SONG PREMIERE: Bad Ass Punk/Folk Poet Rafael Vigilantics Shares Catchy Survival Theme ‘Still Fighting”

Punk/folk  poet Rafael Vigilantics captures Southwestern gothic in sound on the exceptional fourth album  Blue River, Grey Sky, set to release November 13. 

Born to a New Mexico folk singer and a father lost to the prison system, Vigilantics left home at  14. “I was a loner and an only child,” he recalled. “When I realized you could make music by  yourself, I was sold on it.
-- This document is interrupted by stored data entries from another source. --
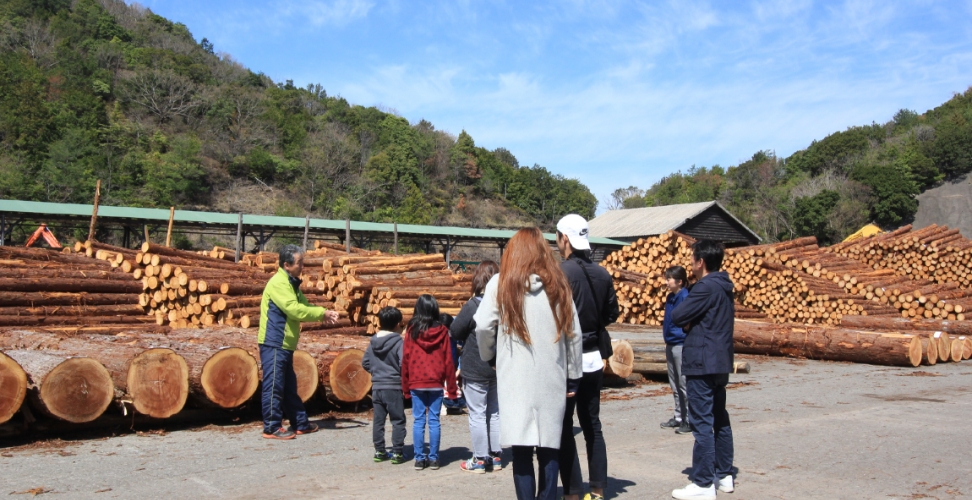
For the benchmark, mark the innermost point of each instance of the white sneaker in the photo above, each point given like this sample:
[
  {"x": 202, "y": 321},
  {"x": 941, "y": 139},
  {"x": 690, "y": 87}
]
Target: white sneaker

It was my escape and a place I could tell stories.” 

Vigilantics mingled with motorcycle gangs, scuffled with the LAPD, worked (and still works)  wildfires, and crossed into Mexico to prizefight in derelict pool halls. 

“I remember my uncle sneaking me into CBGB’s in the mid ‘90s when I was like 16 years old, and  seeing Jesus lizard play,” he enthused. “That raw dangerous energy was so electric to me, more  exciting than anything I’d ever really known.” 

With his eponymous punk rock clothing brand, Vigilantics toured with Agnostic Front, Ministry,  and Koffin Kats. He watched friends lose their freedom and their lives; broke hearts and had him broken. All pours into the ground-breaking gypsy-punk romanticism and contemporary Americana  imagery of Blue River, Grey Sky. Rootsy and wild yet rap-informed, it’s an unorthodox, liberating  record that cross-pollinates genres and eras without apology or regret. 

“I’d describe it as headphone music, full of landscapes and storytelling,” mulled the heavily-inked  Vigilantics, who divides his time between Silver City, NM and Los Angeles. “Very Southwestern  and very influenced by the elements of nature, heartbreak, storms, ships lost at sea.”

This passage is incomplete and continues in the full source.